Hace poco visité mi ciudad natal y siempre es bueno encontrarte con el mismo lugar, pero con avances, cambios y cosas nuevas que muestran que hay progreso. Sin embargo, aunque disfruto ver lo que ha mejorado, siempre he dicho que regreso por mi gente. Para mí, lo primero y lo más importante es el contacto con las personas. Las conversaciones, los encuentros, las risas, los recuerdos.
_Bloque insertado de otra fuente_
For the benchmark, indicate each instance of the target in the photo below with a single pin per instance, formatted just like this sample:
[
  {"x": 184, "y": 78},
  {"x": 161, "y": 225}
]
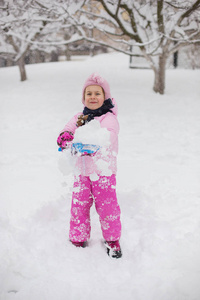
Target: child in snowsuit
[{"x": 98, "y": 105}]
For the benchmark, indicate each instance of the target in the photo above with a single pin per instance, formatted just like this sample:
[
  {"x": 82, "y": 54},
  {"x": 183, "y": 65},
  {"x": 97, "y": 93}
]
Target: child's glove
[
  {"x": 81, "y": 120},
  {"x": 63, "y": 138}
]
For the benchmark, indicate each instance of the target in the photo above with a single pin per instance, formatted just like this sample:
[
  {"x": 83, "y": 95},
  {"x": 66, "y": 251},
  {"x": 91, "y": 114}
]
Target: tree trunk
[
  {"x": 22, "y": 69},
  {"x": 159, "y": 73}
]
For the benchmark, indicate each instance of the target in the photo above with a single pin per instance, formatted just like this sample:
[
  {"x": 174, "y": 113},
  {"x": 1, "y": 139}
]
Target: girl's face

Eso es lo que realmente me hace volver.
Esta vez fui por pocos días y el viaje coincidió con la final del campeonato de fútbol. El Junior, el equipo tradicional de mi ciudad, estaba peleando por la copa. Debo decir que, aunque me gusta el fútbol, no era mi intención involucrarme en todo el ambiente que se estaba viviendo. Pero ese lunes festivo no era un lunes cualquiera. Toda la ciudad estaba al ritmo del equipo tiburón. Era imposible ignorarlo. La emoción se sentía en las calles, en los carros, en los comercios y en las conversaciones. Así que, como suele pasar, terminé envuelta por la ola. Mi hermana y yo fuimos a un lugar a ver el partido, y ahí entendí algo que ya había visto antes, pero que esta vez se hizo más evidente.
El deporte tiene una capacidad impresionante para unir a la gente. Une a una ciudad, a un pueblo, a un país. Personas que no se conocen celebran juntas, se abrazan, se emocionan, se frustran, se levantan. Por unos minutos, todos están en la misma página. No importa la edad, la historia, la situación económica, la profesión o las diferencias de siempre. Hay algo que los conecta.
Y mientras veía todo eso, pensé que el deporte tiene un efecto parecido al de la música. Ambos logran algo que pocas cosas consiguen: crear un sentido de unidad. No porque resuelvan los problemas, sino porque nos recuerdan que todavía somos capaces de sentir juntos, de celebrar juntos, de pertenecer a algo más grande que nuestras preocupaciones individuales.
Esa tarde viendo el partido entendí algo que a veces olvidamos: necesitamos espacios que nos recuerden que todavía podemos sentirnos parte de algo. No se trata del fútbol en sí, ni del marcador, ni de la emoción del momento. Se trata de lo que ocurre alrededor. De cómo una ciudad completa puede moverse al mismo ritmo, aunque sea por unas horas. De cómo la gente se mira, se reconoce y comparte una alegría que no depende de la vida personal de cada uno, sino de un sentido común de pertenencia.
En un mundo donde cada quien va a su ritmo y donde las responsabilidades nos dispersan, estos momentos nos devuelven algo esencial: la sensación de comunidad. Nos recuerdan que no estamos hechos para vivir aislados, que el corazón necesita conexión y que la vida se sostiene mejor cuando se comparte. Y aunque cada quien regrese después a su rutina, algo queda. Una memoria colectiva que nos recuerda que todavía sabemos unirnos, todavía sabemos celebrar juntos y todavía sabemos encontrarnos.